Environmental Evolution

Environmental Evolution

by Kathryn Courtney

The evolution of coastal environment policies from early 1900s to the present has the most apparent trends and discontinuities. Some of the trends obviously consist of protecting the wildlife and the environment. Some of the discontinuities involve what specifically the government wants to protect and if the actually implement the laws. With the gas industry booming, the government does not want to shut down or limit the gas industry’s efficiency.  Significant relationships have evolved between the coastal U.S. population, the government and the environment. The government makes the laws and regulations for the environment. However, if there is a problem that the American population wants to address about the environment then the government might take action on that issue. Whether the issue is dealing with environmental laws that need further implementing.

         I would divide the history since 1900s to the present day into four episodes.
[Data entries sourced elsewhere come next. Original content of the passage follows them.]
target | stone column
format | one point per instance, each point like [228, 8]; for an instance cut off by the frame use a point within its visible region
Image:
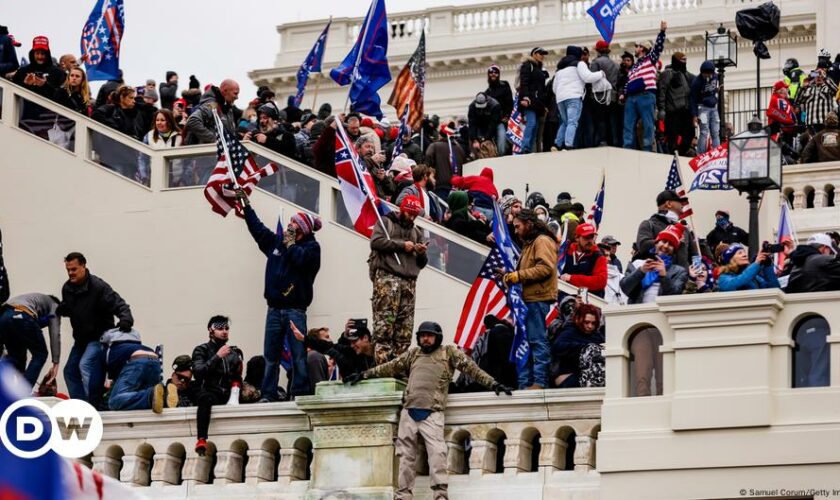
[553, 453]
[166, 469]
[197, 469]
[517, 455]
[107, 466]
[483, 457]
[228, 467]
[260, 466]
[135, 470]
[353, 432]
[584, 454]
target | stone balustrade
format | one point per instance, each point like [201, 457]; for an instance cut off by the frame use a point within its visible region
[341, 439]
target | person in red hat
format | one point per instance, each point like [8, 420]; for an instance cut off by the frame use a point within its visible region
[8, 55]
[585, 265]
[645, 280]
[608, 114]
[780, 115]
[40, 75]
[397, 255]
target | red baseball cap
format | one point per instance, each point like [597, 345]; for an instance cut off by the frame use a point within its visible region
[585, 229]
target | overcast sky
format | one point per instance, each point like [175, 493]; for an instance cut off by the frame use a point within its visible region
[212, 39]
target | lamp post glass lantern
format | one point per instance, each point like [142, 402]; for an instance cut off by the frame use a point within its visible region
[722, 50]
[754, 165]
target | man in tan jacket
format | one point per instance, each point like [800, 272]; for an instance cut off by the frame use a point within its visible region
[537, 272]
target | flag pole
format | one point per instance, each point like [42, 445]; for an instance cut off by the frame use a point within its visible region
[220, 129]
[359, 55]
[690, 217]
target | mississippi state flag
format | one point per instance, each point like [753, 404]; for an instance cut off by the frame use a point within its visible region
[356, 185]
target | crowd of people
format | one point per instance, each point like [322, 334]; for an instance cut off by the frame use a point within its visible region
[588, 102]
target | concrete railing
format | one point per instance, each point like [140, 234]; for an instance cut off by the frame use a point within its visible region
[341, 439]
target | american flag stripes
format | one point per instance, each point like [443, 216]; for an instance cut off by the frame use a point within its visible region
[674, 183]
[219, 190]
[411, 83]
[516, 128]
[597, 212]
[486, 296]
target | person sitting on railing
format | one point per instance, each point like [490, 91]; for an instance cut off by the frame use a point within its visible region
[459, 219]
[201, 125]
[816, 267]
[736, 272]
[568, 348]
[217, 367]
[124, 115]
[353, 353]
[274, 133]
[40, 75]
[9, 62]
[825, 145]
[429, 368]
[656, 275]
[181, 382]
[75, 92]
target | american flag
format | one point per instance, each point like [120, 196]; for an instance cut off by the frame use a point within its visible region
[220, 188]
[516, 127]
[674, 183]
[486, 296]
[597, 212]
[411, 83]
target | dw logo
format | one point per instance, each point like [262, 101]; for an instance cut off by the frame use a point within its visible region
[29, 428]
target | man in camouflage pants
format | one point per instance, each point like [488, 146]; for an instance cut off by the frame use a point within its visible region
[429, 368]
[396, 258]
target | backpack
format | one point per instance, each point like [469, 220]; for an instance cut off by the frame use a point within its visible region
[592, 373]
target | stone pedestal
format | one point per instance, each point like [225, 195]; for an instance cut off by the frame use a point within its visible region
[353, 449]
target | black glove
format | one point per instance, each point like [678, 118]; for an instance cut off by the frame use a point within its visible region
[500, 388]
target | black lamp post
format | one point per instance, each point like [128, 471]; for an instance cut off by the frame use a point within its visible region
[754, 166]
[722, 49]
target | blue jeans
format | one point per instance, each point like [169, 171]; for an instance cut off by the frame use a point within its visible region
[21, 333]
[709, 120]
[501, 139]
[133, 388]
[532, 127]
[639, 107]
[85, 372]
[569, 110]
[536, 368]
[276, 330]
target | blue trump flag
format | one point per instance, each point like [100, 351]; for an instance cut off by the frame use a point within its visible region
[365, 67]
[520, 350]
[101, 40]
[605, 12]
[312, 63]
[26, 478]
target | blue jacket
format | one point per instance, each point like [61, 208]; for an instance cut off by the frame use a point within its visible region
[289, 272]
[754, 277]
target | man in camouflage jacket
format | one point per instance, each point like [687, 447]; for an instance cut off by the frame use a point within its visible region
[429, 368]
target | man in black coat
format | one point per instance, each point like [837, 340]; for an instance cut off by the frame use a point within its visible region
[531, 96]
[815, 266]
[726, 232]
[91, 304]
[217, 367]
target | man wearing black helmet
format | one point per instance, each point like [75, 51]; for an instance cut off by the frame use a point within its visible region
[429, 368]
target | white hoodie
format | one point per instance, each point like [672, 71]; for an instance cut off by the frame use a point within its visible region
[569, 82]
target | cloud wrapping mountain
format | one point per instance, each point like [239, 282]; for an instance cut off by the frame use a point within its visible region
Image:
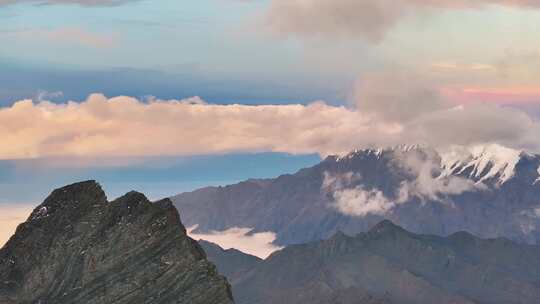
[100, 126]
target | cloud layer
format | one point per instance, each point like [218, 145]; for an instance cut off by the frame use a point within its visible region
[125, 126]
[362, 18]
[257, 244]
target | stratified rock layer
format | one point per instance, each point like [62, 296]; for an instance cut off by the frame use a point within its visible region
[77, 247]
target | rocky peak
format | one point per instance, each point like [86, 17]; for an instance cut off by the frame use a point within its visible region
[386, 227]
[78, 248]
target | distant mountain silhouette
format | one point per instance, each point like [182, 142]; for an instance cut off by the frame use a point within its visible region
[490, 191]
[388, 264]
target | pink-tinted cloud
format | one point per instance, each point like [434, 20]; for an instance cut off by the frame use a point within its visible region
[69, 36]
[393, 112]
[366, 19]
[503, 96]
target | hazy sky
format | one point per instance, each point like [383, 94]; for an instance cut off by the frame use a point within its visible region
[118, 81]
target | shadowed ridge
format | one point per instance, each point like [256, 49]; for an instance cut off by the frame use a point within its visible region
[78, 248]
[387, 228]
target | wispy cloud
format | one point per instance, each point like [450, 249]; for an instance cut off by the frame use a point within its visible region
[389, 114]
[70, 36]
[257, 244]
[362, 18]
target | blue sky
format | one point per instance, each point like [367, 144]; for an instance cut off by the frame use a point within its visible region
[483, 59]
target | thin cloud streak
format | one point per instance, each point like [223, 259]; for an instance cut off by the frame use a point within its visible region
[386, 112]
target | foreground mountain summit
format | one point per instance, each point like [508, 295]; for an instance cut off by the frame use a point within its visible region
[387, 265]
[490, 191]
[78, 248]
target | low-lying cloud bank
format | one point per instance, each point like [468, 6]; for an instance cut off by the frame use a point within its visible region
[363, 18]
[257, 244]
[384, 113]
[11, 215]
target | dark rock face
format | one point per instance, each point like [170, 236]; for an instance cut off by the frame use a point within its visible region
[78, 248]
[391, 265]
[504, 199]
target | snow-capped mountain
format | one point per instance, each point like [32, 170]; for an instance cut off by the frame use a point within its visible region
[489, 190]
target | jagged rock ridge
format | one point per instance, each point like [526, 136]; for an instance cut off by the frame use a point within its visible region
[490, 191]
[77, 247]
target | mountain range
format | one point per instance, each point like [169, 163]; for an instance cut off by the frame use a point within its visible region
[387, 265]
[76, 247]
[489, 190]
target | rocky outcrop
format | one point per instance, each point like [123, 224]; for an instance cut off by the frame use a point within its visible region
[77, 247]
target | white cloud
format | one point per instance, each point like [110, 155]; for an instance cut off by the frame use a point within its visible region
[354, 200]
[387, 114]
[361, 202]
[257, 244]
[428, 183]
[11, 215]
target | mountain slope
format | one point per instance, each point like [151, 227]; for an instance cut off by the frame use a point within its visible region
[78, 248]
[231, 263]
[489, 190]
[398, 266]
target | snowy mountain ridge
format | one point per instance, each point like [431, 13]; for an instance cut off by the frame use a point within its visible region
[480, 163]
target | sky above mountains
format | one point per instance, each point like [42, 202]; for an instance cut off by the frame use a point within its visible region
[120, 80]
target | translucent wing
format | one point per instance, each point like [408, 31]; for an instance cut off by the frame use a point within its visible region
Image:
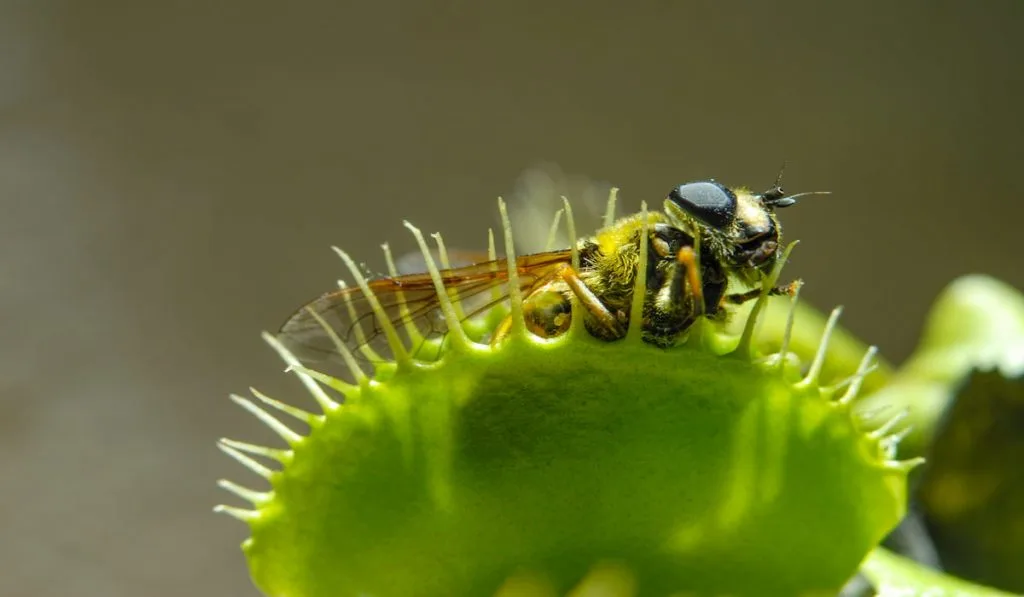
[407, 301]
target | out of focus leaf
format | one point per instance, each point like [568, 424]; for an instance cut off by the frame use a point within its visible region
[972, 491]
[894, 576]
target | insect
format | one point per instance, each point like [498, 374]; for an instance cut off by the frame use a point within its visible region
[707, 238]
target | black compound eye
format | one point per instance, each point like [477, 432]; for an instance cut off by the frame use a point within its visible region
[709, 202]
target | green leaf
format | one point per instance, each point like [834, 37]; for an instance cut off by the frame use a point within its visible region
[701, 469]
[894, 576]
[976, 324]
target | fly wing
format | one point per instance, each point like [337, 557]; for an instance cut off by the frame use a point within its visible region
[409, 303]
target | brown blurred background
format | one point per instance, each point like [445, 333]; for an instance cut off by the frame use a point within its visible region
[172, 175]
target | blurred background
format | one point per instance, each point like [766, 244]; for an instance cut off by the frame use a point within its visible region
[172, 176]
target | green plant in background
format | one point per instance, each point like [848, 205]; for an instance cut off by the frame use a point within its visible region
[759, 457]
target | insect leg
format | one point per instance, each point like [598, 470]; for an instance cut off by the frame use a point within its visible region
[742, 297]
[688, 258]
[602, 316]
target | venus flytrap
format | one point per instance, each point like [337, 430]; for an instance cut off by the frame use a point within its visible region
[532, 466]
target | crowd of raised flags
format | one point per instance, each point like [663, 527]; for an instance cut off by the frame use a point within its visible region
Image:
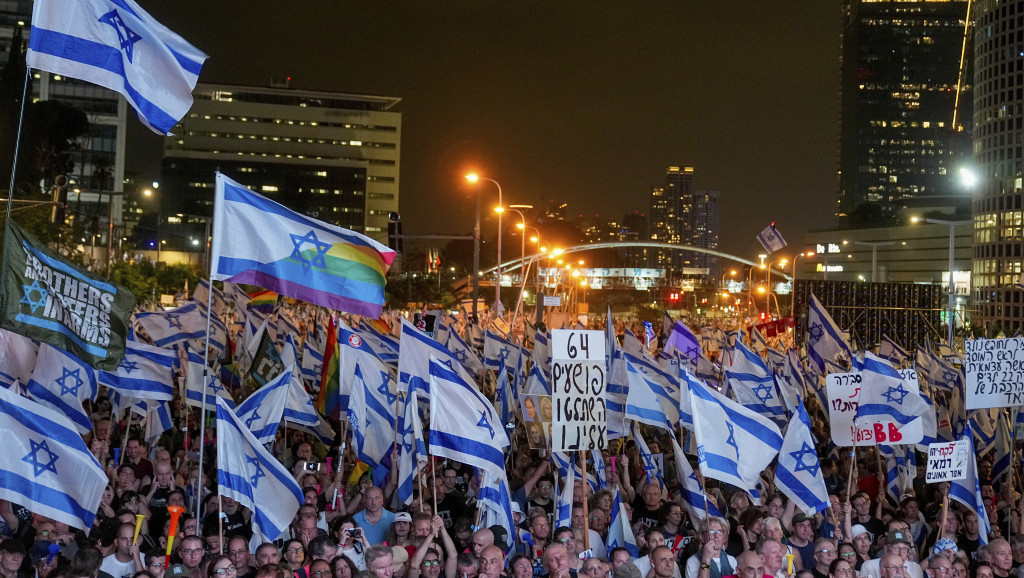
[276, 431]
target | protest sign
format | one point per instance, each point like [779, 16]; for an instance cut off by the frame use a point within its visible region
[947, 461]
[994, 372]
[578, 390]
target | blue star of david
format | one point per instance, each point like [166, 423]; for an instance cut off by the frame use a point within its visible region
[384, 390]
[34, 288]
[763, 391]
[126, 36]
[484, 423]
[254, 479]
[253, 417]
[321, 247]
[70, 382]
[731, 440]
[811, 466]
[815, 331]
[33, 458]
[896, 395]
[128, 366]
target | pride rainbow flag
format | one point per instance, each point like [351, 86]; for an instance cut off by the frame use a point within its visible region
[260, 242]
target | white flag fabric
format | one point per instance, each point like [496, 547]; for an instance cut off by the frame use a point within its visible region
[45, 465]
[249, 475]
[119, 46]
[60, 381]
[264, 408]
[464, 425]
[738, 454]
[799, 471]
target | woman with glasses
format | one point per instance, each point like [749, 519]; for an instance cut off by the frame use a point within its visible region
[294, 554]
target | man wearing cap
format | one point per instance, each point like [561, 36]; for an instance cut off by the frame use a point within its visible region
[802, 539]
[897, 544]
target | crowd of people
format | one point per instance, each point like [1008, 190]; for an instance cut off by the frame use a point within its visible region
[349, 528]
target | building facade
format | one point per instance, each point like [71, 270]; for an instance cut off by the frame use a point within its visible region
[905, 107]
[998, 153]
[329, 155]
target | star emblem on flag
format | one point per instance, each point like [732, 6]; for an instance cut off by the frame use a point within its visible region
[896, 395]
[126, 36]
[809, 465]
[70, 382]
[34, 288]
[483, 422]
[815, 331]
[127, 366]
[731, 440]
[763, 391]
[258, 470]
[321, 248]
[33, 458]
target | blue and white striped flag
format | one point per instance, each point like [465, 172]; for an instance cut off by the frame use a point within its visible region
[620, 531]
[145, 372]
[464, 425]
[119, 46]
[968, 490]
[249, 475]
[799, 471]
[264, 408]
[45, 465]
[693, 498]
[738, 454]
[372, 411]
[60, 381]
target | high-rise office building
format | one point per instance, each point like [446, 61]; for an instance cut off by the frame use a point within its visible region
[332, 156]
[682, 214]
[903, 132]
[998, 154]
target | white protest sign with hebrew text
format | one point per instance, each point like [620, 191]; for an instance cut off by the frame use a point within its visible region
[578, 382]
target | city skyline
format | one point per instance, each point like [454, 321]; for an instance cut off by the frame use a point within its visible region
[585, 107]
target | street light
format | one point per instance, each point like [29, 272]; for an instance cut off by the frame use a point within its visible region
[952, 245]
[473, 177]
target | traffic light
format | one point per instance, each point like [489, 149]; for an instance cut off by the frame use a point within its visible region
[59, 200]
[394, 232]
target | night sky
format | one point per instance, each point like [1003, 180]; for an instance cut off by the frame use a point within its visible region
[587, 102]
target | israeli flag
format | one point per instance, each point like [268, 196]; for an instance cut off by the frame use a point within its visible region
[372, 409]
[799, 471]
[738, 454]
[145, 372]
[563, 508]
[249, 475]
[825, 340]
[60, 381]
[412, 451]
[642, 404]
[264, 408]
[119, 46]
[495, 500]
[692, 494]
[464, 424]
[968, 491]
[45, 465]
[754, 384]
[620, 531]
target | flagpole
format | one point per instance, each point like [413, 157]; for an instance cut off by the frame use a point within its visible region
[17, 141]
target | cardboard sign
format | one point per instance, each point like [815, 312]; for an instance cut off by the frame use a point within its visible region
[947, 461]
[578, 383]
[843, 390]
[994, 372]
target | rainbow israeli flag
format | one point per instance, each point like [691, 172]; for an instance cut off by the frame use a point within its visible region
[260, 242]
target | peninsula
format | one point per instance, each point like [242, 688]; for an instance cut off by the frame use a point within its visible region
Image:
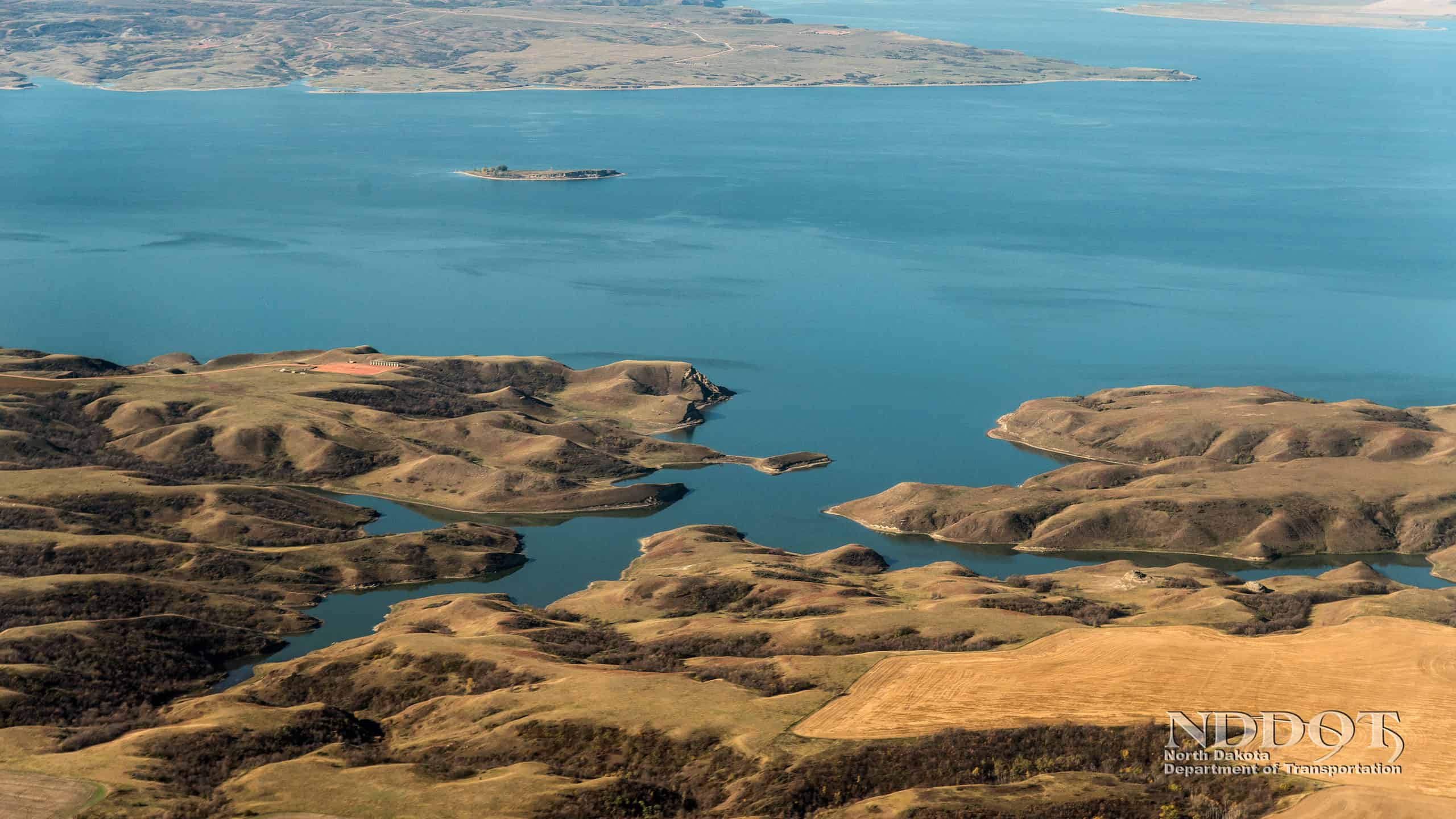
[516, 175]
[427, 46]
[1247, 473]
[723, 677]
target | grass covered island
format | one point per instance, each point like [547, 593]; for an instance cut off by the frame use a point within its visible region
[503, 172]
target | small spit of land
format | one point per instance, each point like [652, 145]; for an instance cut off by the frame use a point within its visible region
[424, 46]
[1346, 14]
[510, 174]
[1247, 473]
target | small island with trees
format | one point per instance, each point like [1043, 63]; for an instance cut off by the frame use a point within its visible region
[503, 172]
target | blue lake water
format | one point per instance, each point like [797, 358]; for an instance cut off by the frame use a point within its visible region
[880, 273]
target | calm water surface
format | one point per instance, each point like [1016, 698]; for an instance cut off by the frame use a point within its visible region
[878, 273]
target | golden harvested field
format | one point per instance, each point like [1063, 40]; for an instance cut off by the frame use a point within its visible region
[1129, 675]
[37, 796]
[1365, 804]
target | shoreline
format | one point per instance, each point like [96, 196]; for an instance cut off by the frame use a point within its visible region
[999, 432]
[1177, 78]
[337, 489]
[1254, 561]
[1374, 25]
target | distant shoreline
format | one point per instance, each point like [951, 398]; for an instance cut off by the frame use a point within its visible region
[1392, 22]
[1174, 78]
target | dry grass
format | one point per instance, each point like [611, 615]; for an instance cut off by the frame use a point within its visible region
[37, 796]
[1362, 804]
[1126, 675]
[394, 47]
The first episode is the early 1900s to 1940s, which I would consider the first federal wildlife protection laws took place. The driving issues and concerns involved that nothing was established for the environment since the English settlers arrived and the Dust Bowl happen, which the severe dust storms affected the agriculture to become dry and unable to plant crops. The most important player in setting the environmental agenda during this time was President Franklin D. Roosevelt. He established the New Deal, which was his plan to restore the U.S. economy. The Soil Conservation Service that President Roosevelt created restored the soil and prevented further erosion and drought, which the Dust Bowl caused.

In the 1950s through the 1970s is where economic growth and development started to occur. The driving issues and concerns were to maintain and increase fish and wildlife legislation. The Fish and Wildlife Act of 1956 helped protect, balance and promote recreational fishing and the wildlife population. The most important player in setting the environmental agenda during this time was President Lyndon B. Johnson. He took the time to pass several wildlife protection laws with Congress to enact his “Great Society” plan. The plan produced the Land and Water Conservation Fund of 1965, which provided funds to federal, state and local government to acquire certain land and water to develop and protect wildlife.

In the1980s from 2000, the environmental movement started to occur. Environmental laws started to develop even further. The driving issues and concern included that the environment laws established did not really protect the environment. The Fish and Wildlife Conservation Act approved in 1980 allowed stated to develop, revise and implement conservation plans and programs for nongame fish and wildlife. The most important players in setting the environmental agenda during this time were organizations that felt that the environmental laws were not being initiated.

The last episode involves 2000 to present day, which I would call the future of wildlife and the environment. The issues and concerns of this time period include private and public land disputes and coastal erosion. American citizens and organizations are the most important players. At this point in time, I feel that organizations are calling upon issues that have not been dealt with or issues that need more attention like the Coastal States Organization, which supports healthy coast and strong coastal communities. Overall, the evolution of environmental laws are expanding and building from previous laws formed.